I”m also grateful that I was able to experience pregnancy and we’ve experienced becoming a mom and dad. Not all couples are able to become parents – 25% of pregnancies end in grief. Dax has brought so much light and happiness into our lives; he’s fought every single day to be on this Earth – needing meds at 6 am, 12 pm, 2 pm, 6 pm, 10 pm, and 12 am just to be comfortable. He’s one strong-willed little boy. And we love him more than anything.

I’ve had a lot of conversations with Dax; I’ve cried while explaining to him how I’ve had to process, and in my heart I know that he understands. He may not ever be able to walk, talk, have control over his head, or have enough coordination to grab on to anything, and he may not fully engage with us – but he knows love and I am damn proud to be his Mom, and I know Tyson can say the exact same about being his Dad. His life has value and no one has an expiration date stamped on the bottom of their foot.  Life’s a lot easier when you live in the moment, all of the other worries tend to slip away. 

We’ve picked up on a trend that on all of our special days it’s warm outside; Hell was literally freezing over when Dax was born, pipes were bursting in the hospital, we had tons of snow and frigid temps; it was warm enough on our first day home from the NICU for all of us to go on a walk, Dax was able to breathe in fresh air.

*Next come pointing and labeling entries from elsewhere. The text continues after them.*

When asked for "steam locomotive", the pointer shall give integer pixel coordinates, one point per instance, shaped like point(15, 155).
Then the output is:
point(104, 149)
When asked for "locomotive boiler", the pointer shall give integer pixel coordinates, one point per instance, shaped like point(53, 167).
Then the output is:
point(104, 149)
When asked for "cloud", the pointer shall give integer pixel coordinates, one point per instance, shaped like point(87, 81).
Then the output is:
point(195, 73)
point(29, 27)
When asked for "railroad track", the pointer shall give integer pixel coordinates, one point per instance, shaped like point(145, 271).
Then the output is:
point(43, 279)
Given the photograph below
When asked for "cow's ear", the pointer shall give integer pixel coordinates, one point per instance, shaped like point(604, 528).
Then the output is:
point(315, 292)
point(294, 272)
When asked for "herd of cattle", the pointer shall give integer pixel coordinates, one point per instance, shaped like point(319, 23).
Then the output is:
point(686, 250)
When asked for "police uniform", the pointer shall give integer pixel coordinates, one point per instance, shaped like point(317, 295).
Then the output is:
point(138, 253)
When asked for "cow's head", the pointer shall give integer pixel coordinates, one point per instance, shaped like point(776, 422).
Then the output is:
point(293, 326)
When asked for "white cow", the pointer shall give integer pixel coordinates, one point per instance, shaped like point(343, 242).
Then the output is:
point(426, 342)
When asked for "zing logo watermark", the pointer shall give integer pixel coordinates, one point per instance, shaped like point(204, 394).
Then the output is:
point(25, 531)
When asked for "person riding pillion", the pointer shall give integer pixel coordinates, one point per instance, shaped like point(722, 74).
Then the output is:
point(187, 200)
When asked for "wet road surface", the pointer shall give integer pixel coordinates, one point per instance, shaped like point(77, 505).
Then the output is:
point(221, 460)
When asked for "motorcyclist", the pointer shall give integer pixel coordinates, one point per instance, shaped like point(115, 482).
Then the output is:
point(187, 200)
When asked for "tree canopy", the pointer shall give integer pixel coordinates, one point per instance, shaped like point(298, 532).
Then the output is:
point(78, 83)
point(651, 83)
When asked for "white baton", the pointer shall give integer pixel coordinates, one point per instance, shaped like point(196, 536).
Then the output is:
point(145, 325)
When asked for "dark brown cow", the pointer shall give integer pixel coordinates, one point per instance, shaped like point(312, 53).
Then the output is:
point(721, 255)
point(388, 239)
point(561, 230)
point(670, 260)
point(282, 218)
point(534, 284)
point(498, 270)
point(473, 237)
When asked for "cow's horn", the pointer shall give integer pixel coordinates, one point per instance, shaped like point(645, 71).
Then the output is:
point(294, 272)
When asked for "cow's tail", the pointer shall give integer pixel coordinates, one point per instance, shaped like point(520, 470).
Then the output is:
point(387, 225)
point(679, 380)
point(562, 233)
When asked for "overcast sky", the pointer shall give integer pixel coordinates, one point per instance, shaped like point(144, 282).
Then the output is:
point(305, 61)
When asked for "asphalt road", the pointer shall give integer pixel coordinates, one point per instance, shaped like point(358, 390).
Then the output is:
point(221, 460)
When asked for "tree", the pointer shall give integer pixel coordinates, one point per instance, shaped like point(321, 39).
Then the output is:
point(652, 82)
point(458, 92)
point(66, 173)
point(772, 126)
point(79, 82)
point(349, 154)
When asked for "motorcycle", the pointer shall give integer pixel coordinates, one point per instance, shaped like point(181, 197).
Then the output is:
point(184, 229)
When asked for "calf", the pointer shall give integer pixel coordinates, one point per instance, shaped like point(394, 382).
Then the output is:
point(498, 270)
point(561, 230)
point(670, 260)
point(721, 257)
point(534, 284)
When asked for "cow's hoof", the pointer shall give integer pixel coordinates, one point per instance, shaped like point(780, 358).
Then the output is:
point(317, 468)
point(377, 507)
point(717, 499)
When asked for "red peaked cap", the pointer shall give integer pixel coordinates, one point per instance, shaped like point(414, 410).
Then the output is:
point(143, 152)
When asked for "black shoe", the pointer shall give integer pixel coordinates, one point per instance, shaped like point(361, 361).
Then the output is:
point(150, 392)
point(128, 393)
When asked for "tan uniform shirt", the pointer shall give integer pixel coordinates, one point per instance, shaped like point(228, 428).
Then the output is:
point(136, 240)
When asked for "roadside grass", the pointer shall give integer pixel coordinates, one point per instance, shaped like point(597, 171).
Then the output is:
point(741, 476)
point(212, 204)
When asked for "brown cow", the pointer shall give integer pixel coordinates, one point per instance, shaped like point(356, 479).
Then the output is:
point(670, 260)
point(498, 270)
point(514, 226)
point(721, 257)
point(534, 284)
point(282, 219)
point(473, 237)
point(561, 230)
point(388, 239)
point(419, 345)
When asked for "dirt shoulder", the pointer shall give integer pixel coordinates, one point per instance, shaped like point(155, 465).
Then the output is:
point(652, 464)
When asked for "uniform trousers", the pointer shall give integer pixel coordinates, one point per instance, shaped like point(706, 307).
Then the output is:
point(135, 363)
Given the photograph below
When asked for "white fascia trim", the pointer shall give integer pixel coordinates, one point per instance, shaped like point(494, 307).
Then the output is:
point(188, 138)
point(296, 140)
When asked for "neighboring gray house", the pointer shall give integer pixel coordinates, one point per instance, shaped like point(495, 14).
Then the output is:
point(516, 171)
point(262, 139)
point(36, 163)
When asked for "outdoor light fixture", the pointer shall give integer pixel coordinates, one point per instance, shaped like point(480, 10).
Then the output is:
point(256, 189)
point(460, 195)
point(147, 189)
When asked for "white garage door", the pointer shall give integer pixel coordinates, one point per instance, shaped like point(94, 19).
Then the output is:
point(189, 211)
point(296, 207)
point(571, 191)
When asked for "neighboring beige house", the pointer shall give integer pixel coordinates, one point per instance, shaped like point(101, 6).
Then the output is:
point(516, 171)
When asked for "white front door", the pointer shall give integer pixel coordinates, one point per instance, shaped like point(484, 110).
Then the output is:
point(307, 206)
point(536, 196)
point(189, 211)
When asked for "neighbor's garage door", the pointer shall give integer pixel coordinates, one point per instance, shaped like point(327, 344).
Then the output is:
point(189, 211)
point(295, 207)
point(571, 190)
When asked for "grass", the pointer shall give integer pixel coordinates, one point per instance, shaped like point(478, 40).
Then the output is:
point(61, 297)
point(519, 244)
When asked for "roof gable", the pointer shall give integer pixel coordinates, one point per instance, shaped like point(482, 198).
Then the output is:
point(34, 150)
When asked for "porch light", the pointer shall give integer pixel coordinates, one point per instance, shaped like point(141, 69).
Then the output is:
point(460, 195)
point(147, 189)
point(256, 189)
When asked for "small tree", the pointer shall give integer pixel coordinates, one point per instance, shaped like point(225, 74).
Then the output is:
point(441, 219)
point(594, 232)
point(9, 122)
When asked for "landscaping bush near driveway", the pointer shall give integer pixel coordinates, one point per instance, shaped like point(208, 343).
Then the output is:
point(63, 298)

It was in the 70s on Christmas and around 60 on his birthday. Dax loves being outside and it’s just a reminder that God is present at all times. Dax received many messages, phone calls, and sweet videos on his special day. He also received FaceTime calls from his cousins. He is loved by many and he’s leaving his footprint on this world. Today and every day, we celebrate Dax. 

Trust in the Lord with all your heart, and do not rely on your own understanding. Acknowledge him in all your ways, and he will make your paths straight.